GPU Simulation#

ManiSkill leverages PhysX to perform physics simulation parallelized on the GPU. This comes with a number of changes to how typical simulations work on the CPU and they are detailed here. It is recommended to read through this documentation as it covers some basics of GPU simulation and design principles of ManiSkill, which can massively help you write more efficient code/build optimized GPU parallelized tasks.

Scenes and Sub-scenes#

With GPU parallelization, the concept is that one can simulate a task thousands of times at once per GPU. In ManiSkill/SAPIEN this is realized by effectively putting all actors and articulations into the same physx scene and give each task it’s own small workspace in the physx scene known as a sub-scene.

The idea of sub-scenes is that reading data of e.g. actor poses is automatically pre-processed to be relative to the center of the sub-scene and not the physx scene.

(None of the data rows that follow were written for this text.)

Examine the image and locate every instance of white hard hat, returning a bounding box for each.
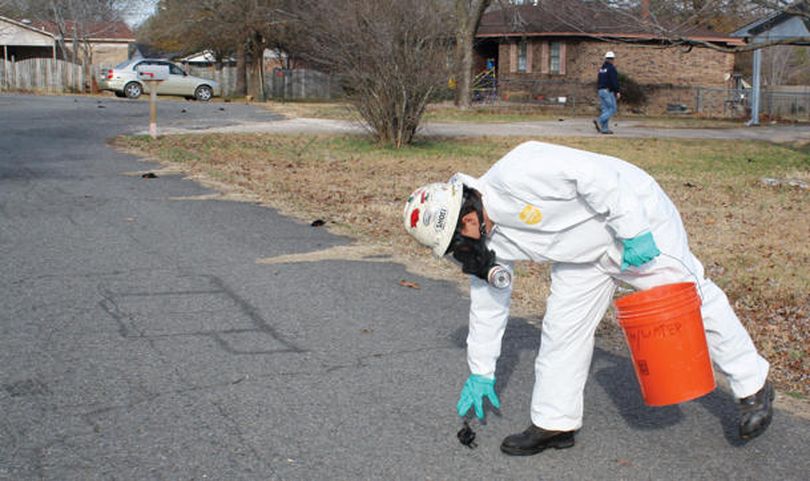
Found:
[402,179,464,257]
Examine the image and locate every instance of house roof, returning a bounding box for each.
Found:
[31,20,135,42]
[0,15,53,37]
[476,0,741,44]
[731,1,810,37]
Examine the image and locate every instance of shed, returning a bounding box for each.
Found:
[731,0,810,125]
[0,16,57,61]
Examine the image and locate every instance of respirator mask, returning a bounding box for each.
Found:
[448,186,512,289]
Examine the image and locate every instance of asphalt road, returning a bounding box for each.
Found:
[0,96,810,481]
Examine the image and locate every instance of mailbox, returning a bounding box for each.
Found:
[137,65,169,81]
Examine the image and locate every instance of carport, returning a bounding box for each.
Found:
[0,16,57,85]
[731,3,810,125]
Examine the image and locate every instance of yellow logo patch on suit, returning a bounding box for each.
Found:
[518,204,543,225]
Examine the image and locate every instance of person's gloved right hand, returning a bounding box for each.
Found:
[456,374,501,419]
[621,232,661,271]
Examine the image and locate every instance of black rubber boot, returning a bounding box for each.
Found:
[501,424,574,456]
[739,381,774,439]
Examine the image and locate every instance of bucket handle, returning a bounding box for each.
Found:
[661,252,703,301]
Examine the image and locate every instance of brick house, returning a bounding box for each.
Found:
[476,4,741,115]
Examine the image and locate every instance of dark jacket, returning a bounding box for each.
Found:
[597,61,619,94]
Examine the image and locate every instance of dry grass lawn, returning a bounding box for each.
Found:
[116,135,810,397]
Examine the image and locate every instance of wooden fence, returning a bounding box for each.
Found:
[0,58,98,92]
[188,66,343,100]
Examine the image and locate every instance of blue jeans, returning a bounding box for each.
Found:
[599,89,616,132]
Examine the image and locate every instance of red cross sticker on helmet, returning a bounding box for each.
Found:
[411,209,419,229]
[403,181,463,257]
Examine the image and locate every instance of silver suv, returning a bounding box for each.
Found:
[98,58,220,102]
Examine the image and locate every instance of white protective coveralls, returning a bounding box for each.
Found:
[455,142,769,431]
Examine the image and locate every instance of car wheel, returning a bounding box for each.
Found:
[194,85,214,102]
[124,82,143,99]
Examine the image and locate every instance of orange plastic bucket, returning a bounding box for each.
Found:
[615,282,715,406]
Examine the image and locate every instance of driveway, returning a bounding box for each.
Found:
[0,96,810,481]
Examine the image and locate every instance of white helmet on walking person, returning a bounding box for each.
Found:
[402,179,464,257]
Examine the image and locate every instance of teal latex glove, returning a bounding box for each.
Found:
[622,232,661,271]
[456,374,501,419]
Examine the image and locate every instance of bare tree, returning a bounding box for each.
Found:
[453,0,492,109]
[291,0,453,147]
[139,0,287,100]
[9,0,141,89]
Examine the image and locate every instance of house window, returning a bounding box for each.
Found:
[548,42,562,74]
[518,40,529,73]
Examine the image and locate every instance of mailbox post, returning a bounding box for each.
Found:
[138,65,169,139]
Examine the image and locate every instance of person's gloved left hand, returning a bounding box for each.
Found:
[622,232,661,271]
[456,374,501,419]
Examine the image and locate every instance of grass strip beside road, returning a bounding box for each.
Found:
[116,134,810,397]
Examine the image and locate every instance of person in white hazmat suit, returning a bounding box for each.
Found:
[403,142,774,455]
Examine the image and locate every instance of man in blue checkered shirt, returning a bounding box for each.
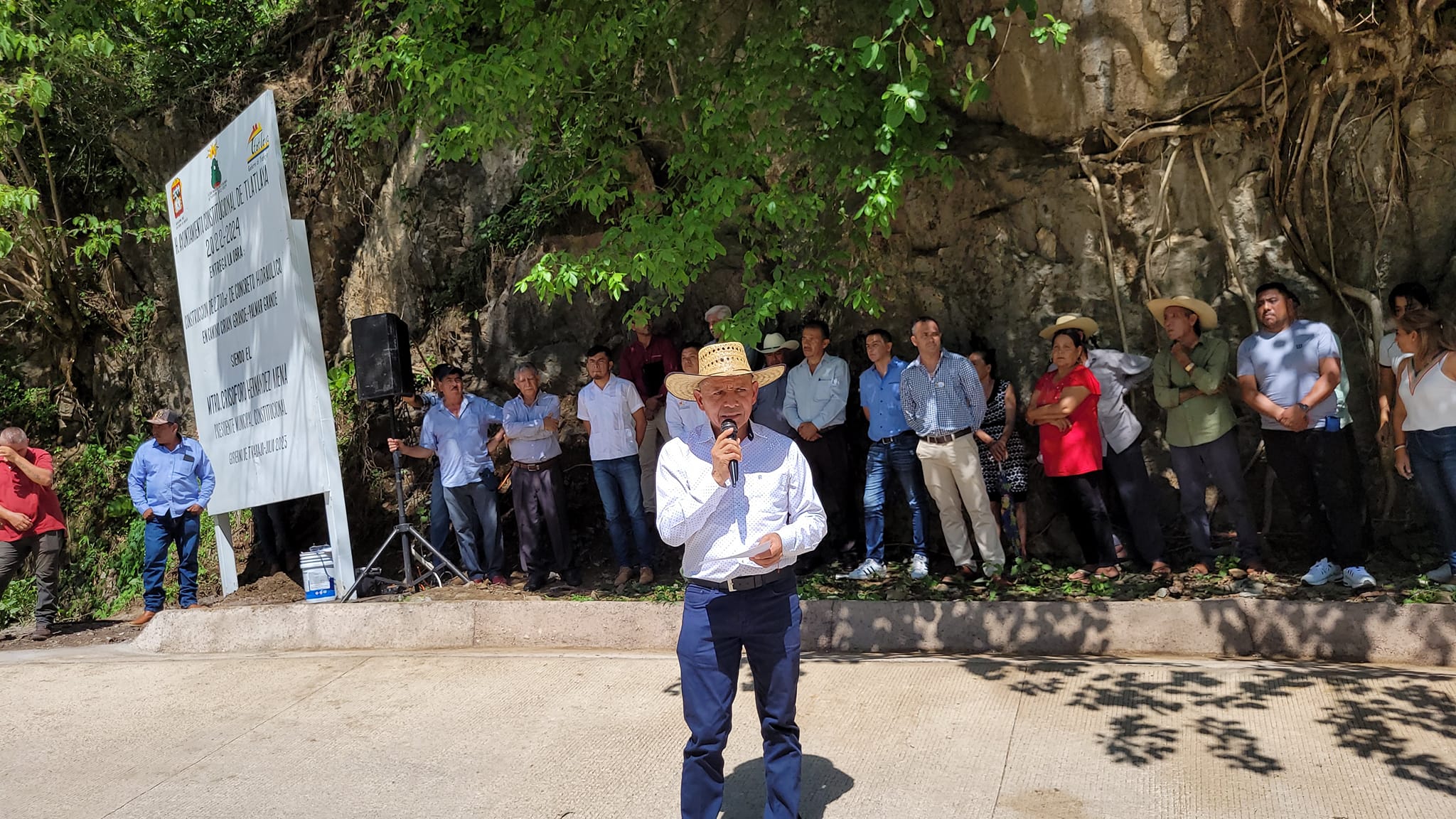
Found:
[900,316,1006,579]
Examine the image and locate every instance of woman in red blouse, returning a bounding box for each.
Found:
[1027,328,1120,583]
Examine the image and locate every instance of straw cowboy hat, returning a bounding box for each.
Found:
[667,341,783,401]
[1147,296,1219,329]
[1041,314,1096,338]
[754,332,799,353]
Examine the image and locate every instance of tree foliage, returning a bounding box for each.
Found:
[354,0,1070,341]
[0,0,297,354]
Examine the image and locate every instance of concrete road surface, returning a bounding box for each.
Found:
[0,647,1456,819]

The diagram below shows how 64 sub-scenes may be organized. Note that each sub-scene’s distance to each other is defined by the simulation configuration sim_config.spacing value which can be set when building your own task.

../../_images/physx_scene_subscene_relationship.png

SAPIEN permits sub-scenes to be located at any location you want, ManiSkill just picks the most square setup with a fixed spacing parameter. Notice that if objects in one sub-scene go beyond its workspace, it can actually affect the other sub-scenes. This is a common bug users may face when simulating larger scenes of e.g. houses or out-door settings where the spacing parameter is set too low so objects from e.g. sub-scene-0 will contact with objects in sub-scene-1.

GPU Simulation Lifecycle#

In ManiSkill, the gym API is adopted to create, reset, and step through environments.

The env.reset part consists of one time reconfiguration followed by initialization:

Reconfiguration: Loading objects (comprised of actors/articulations/lights) into the scene (basically spawning them in with an initial pose and not doing anything else)
A call to physx_system.gpu_init() to initialize all GPU memory buffers and setting up all the rendering groups for parallelized rendering
Initializing all actors and articulations (set poses, qpos values etc.).
Running physx_system.gpu_apply_* to then save all the initialized data in step 3 to the GPU buffers to prepare for simulation
Run physx_system.gpu_update_articulation_kinematics() to update any articulation data (e.g., link poses) to prepare for fetching
Run physx_system.gpu_fetch_* to update relevant GPU buffers and generate observation data out of that

In code we save the physx_system variable to env.scene.px

../../_images/env_create_env_reset_flow.png

The env.step part consists of a repeated flow of taking in actions and generating output for env.step

Get user’s action (and potentially clip it)
Process the action and turn it into target joint position/velocity control signals to control agents
Run physx_system.gpu_apply_articulation_target_position and physx_syste.gpu_apply_articulation_target_velocity to apply the targets from step 2.
Run physx_system.step() multiple times to step through the simulation
Run physx_system.gpu_fetch_* to update relevant GPU buffers and generate observation data
Return step data: observation, reward, terminated, truncated, and info.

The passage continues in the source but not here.